Dried fruit is less messy to eat when you’re on the run, but is it just as healthy as a piece of fresh fruit?
1 fresh apricot (54g)
100kJ, 4.5g sugars, 1g fibre, 130mg potassium, 46g water; 2790mcg beta-carotene
3 dried apricots (21g)
200kJ, 9.4g sugars, 1.9g fibre, 320mg potassium, 7g water; 135mcg beta-carotene
Dried fruit can be a convenient snack, but it’s easy to forget we’re eating a piece of fruit that is now smaller and more energy dense.
Without the water plumping up the fruit, it doesn’t make us feel as full as quickly and we tend to consume more. So instead of one fresh apricot, we might eat three dried apricots.
When fruit is dried, most of the water is removed and, with it, most of the water-soluble vitamins including folate, beta-carotene and vitamin C. Fibre and potassium, two important nutrients from fruit, are both retained.
Some dried fruit is just that – dehydrated fruit – but some can be as low as 60 per cent fruit. Sugar, oil, preservatives and antioxidants can often be seen on the ingredients lists of different dried fruits, so it pays to check.
Dried apricots often contain sulphites to help retain flavour and colour, and prevent browning and spoilage.

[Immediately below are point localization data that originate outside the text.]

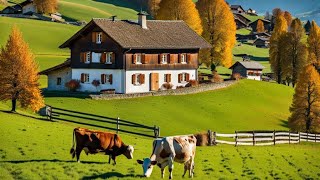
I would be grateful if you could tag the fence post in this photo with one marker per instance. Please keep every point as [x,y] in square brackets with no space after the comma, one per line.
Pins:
[253,139]
[236,139]
[118,125]
[274,137]
[214,138]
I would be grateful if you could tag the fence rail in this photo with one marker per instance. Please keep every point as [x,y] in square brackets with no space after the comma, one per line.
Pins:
[110,123]
[262,138]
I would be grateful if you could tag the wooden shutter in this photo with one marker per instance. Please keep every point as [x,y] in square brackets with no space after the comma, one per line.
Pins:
[103,58]
[133,80]
[103,78]
[143,58]
[82,78]
[94,37]
[141,78]
[187,77]
[134,59]
[110,79]
[189,60]
[113,58]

Because some people are sensitive to these, especially people with asthma, sulphites must be declared in the ingredients list.
Dentists also warn us that dried fruit can stick to your teeth, promoting dental caries.
Fresh fruit is better as it retains all of the nutrients and phytonutrients found in the fruit, is lower in energy, fills you up more readily and doesn’t stick to your teeth.